Once upon a time, in a farmhouse in France, a baby boy was born. "Such hands," his father said. "Perhaps he will be a man to match my father."
"But you have told me that your father was a giant," said his wife with a smile. "Was he truly as large as you say? A head above two meters, and 250 kilos?"
"All that and more," the father replied sternly. "I am the son of a giant. Why not the father of one as well?"
And so it came to pass that as the boy did the work, ate the food and breathed the air of rural France, he grew. And grew. And grew again, reaching a height of 6'3" and a weight of more than 200 pounds as he entered his 12th year. Even then he could do the work of a man. One day as he was raking hay beside his father, a friend of the farm's owner drove slowly past the field in a Rolls-Royce.
"I will own such a car as that someday," the tall boy said quietly as he paused to watch the elegant machine glide by.
"Stop dreaming and start raking," his father replied. "You are a big boy, but that dream is too big even for you."
Two more summers passed and the boy's body as well as his dreams continued to wax.
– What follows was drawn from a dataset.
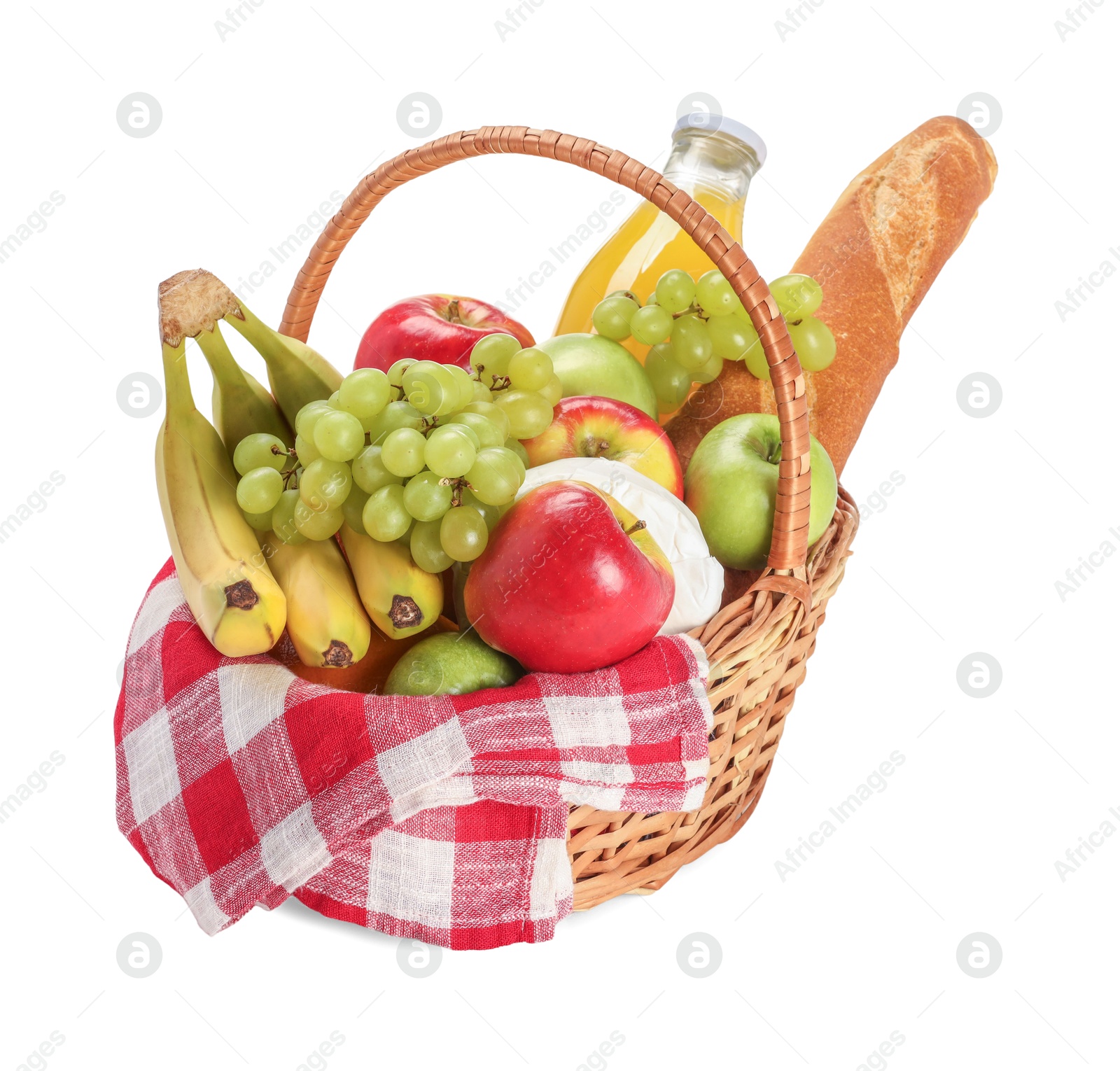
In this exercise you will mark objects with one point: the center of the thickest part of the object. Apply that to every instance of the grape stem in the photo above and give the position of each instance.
(456, 484)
Neither his clothes nor his circumstances seemed ever to fit. Finally, when he was 14, the farm and the village could contain him no longer, and he left his home and family to seek his fortune.
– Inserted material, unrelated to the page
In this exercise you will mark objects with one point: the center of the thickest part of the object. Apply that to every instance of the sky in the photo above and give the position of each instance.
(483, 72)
Five more years went by. Then, one afternoon, while his mother was in the kitchen preparing a quiche, she heard a knock. "Ce grand, who could it be?" she said to herself as she saw a large car out the window on her way to the door. "And me all covered with flour!" As she opened the door she beheld an enormous man, all hands and feet, smiling enormously. She stood there dumb struck.
"Is the man of the house at home?" the huge stranger inquired, at which point she rushed from the room, calling to her husband. Together they approached the doorway and the man who filled it.
"Yes, can I help you?" said the husband cautiously, looking up.